Anyone who has tried to get a prosthesis paid for over the last decade is well aware that payers – especially private insurance companies – restrict or prohibit access to these devices, even though the best ones still don’t come close to replacing the full functionality of what was lost or missing. And these same payers exclude from coverage those treatments and devices that they classify as “not medically necessary” and “cosmetic.”

I suspect you’ll have a hard time convincing many people in the public at large, much less at Aetna and United Healthcare, that their premiums should go towards the payment of prosthetics that allow you to move faster, farther, and more easily than the average “able-bodied” person. Hell, as a person with LL/D, I don’t think insurers should pay for such technologies. Indeed, today insurers only pay for one prosthesis that allows the user to perform their “normal activities of daily living.” And as the press, as it undoubtedly will, starts publishing headlines in the future like “Building Superman” and “Going Beyond Human Capability” to describe those using augmenting prosthetics, insurance companies will do two things.
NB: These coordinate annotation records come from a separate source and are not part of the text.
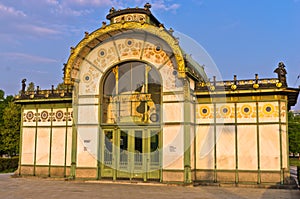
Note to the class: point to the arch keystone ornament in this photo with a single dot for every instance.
(107, 31)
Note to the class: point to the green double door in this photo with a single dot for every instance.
(130, 154)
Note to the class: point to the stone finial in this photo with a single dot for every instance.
(72, 49)
(281, 72)
(86, 35)
(147, 6)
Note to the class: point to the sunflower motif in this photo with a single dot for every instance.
(44, 115)
(29, 115)
(59, 114)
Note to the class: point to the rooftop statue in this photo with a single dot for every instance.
(280, 70)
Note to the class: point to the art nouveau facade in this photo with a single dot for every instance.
(138, 108)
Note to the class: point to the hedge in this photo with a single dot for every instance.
(9, 164)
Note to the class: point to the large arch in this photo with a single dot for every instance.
(90, 41)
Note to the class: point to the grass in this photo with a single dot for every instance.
(294, 162)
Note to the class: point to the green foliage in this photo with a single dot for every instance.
(294, 133)
(10, 129)
(9, 164)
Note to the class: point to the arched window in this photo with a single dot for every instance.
(131, 94)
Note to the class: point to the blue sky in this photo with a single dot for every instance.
(243, 37)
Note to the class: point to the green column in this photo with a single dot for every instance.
(187, 134)
(280, 143)
(21, 139)
(258, 146)
(74, 133)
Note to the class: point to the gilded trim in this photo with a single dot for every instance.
(115, 28)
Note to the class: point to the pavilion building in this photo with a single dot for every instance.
(137, 107)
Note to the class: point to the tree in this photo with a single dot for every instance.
(10, 116)
(294, 133)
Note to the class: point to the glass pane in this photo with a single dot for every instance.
(137, 100)
(154, 141)
(108, 147)
(108, 140)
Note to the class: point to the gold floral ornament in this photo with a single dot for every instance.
(233, 87)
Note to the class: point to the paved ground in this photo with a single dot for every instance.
(31, 188)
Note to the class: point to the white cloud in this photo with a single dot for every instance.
(163, 6)
(27, 57)
(38, 30)
(11, 11)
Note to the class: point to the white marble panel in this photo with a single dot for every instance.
(173, 112)
(28, 139)
(204, 113)
(269, 147)
(29, 117)
(87, 114)
(87, 145)
(225, 147)
(173, 147)
(205, 147)
(88, 100)
(247, 147)
(58, 146)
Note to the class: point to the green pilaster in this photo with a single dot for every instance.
(99, 154)
(50, 145)
(74, 151)
(215, 143)
(74, 132)
(146, 153)
(116, 152)
(280, 143)
(236, 145)
(187, 134)
(66, 144)
(21, 140)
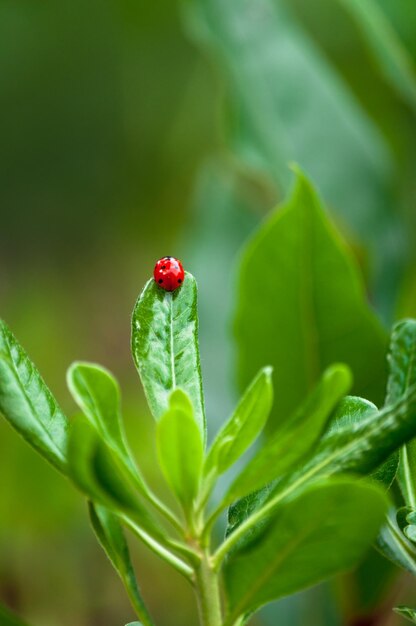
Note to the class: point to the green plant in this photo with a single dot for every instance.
(299, 511)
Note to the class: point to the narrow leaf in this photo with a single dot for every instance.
(110, 535)
(180, 448)
(27, 403)
(244, 425)
(165, 346)
(7, 618)
(290, 443)
(313, 305)
(395, 62)
(402, 362)
(356, 448)
(407, 613)
(324, 530)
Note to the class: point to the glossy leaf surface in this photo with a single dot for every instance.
(98, 395)
(7, 618)
(288, 444)
(110, 535)
(313, 305)
(402, 362)
(165, 346)
(324, 530)
(245, 424)
(356, 448)
(180, 448)
(27, 403)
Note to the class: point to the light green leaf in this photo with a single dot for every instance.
(9, 619)
(244, 425)
(313, 305)
(102, 477)
(324, 530)
(27, 403)
(98, 395)
(165, 346)
(402, 362)
(288, 444)
(356, 448)
(394, 60)
(407, 613)
(180, 448)
(110, 535)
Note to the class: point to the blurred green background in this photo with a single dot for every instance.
(132, 130)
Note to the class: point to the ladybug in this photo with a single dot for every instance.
(169, 273)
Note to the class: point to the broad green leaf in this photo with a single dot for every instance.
(288, 444)
(165, 346)
(355, 448)
(9, 619)
(322, 531)
(110, 535)
(353, 410)
(180, 448)
(283, 88)
(395, 63)
(244, 425)
(98, 395)
(313, 306)
(27, 403)
(102, 477)
(406, 612)
(402, 362)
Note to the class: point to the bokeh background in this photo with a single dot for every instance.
(131, 130)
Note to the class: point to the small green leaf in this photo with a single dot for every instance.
(110, 535)
(9, 619)
(320, 532)
(27, 403)
(180, 448)
(98, 395)
(102, 477)
(165, 346)
(244, 425)
(356, 448)
(406, 612)
(402, 362)
(313, 306)
(293, 440)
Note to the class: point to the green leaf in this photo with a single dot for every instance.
(313, 305)
(180, 448)
(110, 535)
(286, 447)
(356, 448)
(244, 425)
(394, 60)
(9, 619)
(98, 395)
(324, 530)
(406, 612)
(102, 477)
(165, 346)
(402, 362)
(27, 403)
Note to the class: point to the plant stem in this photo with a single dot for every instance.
(208, 593)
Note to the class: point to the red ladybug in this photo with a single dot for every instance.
(169, 273)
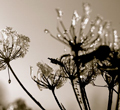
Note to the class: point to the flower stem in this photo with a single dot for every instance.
(25, 88)
(86, 99)
(76, 94)
(57, 100)
(110, 99)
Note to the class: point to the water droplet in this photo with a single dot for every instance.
(81, 76)
(9, 81)
(65, 49)
(86, 8)
(58, 35)
(98, 20)
(59, 12)
(46, 31)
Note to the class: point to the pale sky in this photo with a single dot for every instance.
(31, 17)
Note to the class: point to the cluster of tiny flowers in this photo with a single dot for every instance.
(47, 78)
(12, 46)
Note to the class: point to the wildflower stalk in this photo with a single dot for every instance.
(118, 98)
(80, 82)
(53, 92)
(110, 99)
(86, 98)
(76, 94)
(25, 88)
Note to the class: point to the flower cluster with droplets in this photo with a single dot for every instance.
(47, 78)
(12, 46)
(100, 32)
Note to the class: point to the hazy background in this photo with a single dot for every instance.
(31, 17)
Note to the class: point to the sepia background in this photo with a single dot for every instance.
(31, 17)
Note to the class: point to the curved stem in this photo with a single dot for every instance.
(76, 94)
(86, 99)
(25, 88)
(110, 99)
(118, 98)
(57, 100)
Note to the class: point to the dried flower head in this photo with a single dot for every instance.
(12, 46)
(48, 78)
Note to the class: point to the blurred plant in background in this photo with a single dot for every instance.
(93, 52)
(18, 104)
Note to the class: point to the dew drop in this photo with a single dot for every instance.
(46, 31)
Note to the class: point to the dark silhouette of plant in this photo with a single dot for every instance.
(13, 46)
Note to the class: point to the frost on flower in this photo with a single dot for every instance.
(12, 46)
(47, 78)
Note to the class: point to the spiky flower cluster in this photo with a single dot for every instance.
(47, 78)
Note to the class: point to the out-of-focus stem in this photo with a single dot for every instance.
(25, 88)
(86, 99)
(57, 100)
(118, 98)
(76, 94)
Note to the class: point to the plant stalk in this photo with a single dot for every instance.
(110, 99)
(25, 88)
(118, 98)
(57, 100)
(76, 94)
(86, 99)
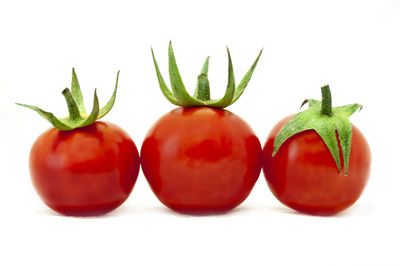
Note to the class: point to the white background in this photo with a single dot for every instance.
(352, 45)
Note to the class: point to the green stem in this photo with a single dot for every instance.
(72, 106)
(203, 88)
(326, 104)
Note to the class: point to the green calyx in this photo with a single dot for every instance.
(180, 96)
(77, 114)
(331, 124)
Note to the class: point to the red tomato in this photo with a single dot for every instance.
(86, 171)
(303, 175)
(201, 159)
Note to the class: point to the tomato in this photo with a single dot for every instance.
(85, 171)
(201, 159)
(303, 174)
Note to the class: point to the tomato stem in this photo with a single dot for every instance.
(326, 104)
(72, 106)
(202, 91)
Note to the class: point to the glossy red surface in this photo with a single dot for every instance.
(303, 175)
(86, 171)
(201, 159)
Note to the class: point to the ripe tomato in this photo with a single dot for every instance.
(303, 175)
(85, 171)
(201, 159)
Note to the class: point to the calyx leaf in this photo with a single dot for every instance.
(77, 114)
(327, 122)
(180, 96)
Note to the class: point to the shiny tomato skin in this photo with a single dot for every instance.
(303, 175)
(201, 160)
(87, 171)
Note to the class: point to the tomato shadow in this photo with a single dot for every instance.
(357, 210)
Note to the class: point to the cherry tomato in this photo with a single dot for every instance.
(201, 159)
(86, 171)
(303, 175)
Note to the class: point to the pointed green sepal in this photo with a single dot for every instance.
(164, 88)
(106, 108)
(48, 116)
(180, 96)
(77, 115)
(334, 129)
(77, 93)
First, they’ll exclude those devices from coverage. That’s my guarantee to you, today, August 15, 2011. I don’t think it’s even a close question. I’ll discuss the ramifications of that below.

Second, surrounded by the swirl of articles and blog posts and videos of people with LL/D obtaining results outside the realm of normal human physiology, insurers will perform a fundamental re-examination of those devices that are purely restorative. And if there’s any argument at all that those devices augment any aspect of the user’s performance beyond that of an able-bodied individual, they’ll be added to the list of excluded technologies, because they’ve now crossed from restorative to “cosmetic” or “high-performance.” And the average person with LL/D will suffer as a result, because legitimately restorative technologies will get caught up in the wake of augmenting devices.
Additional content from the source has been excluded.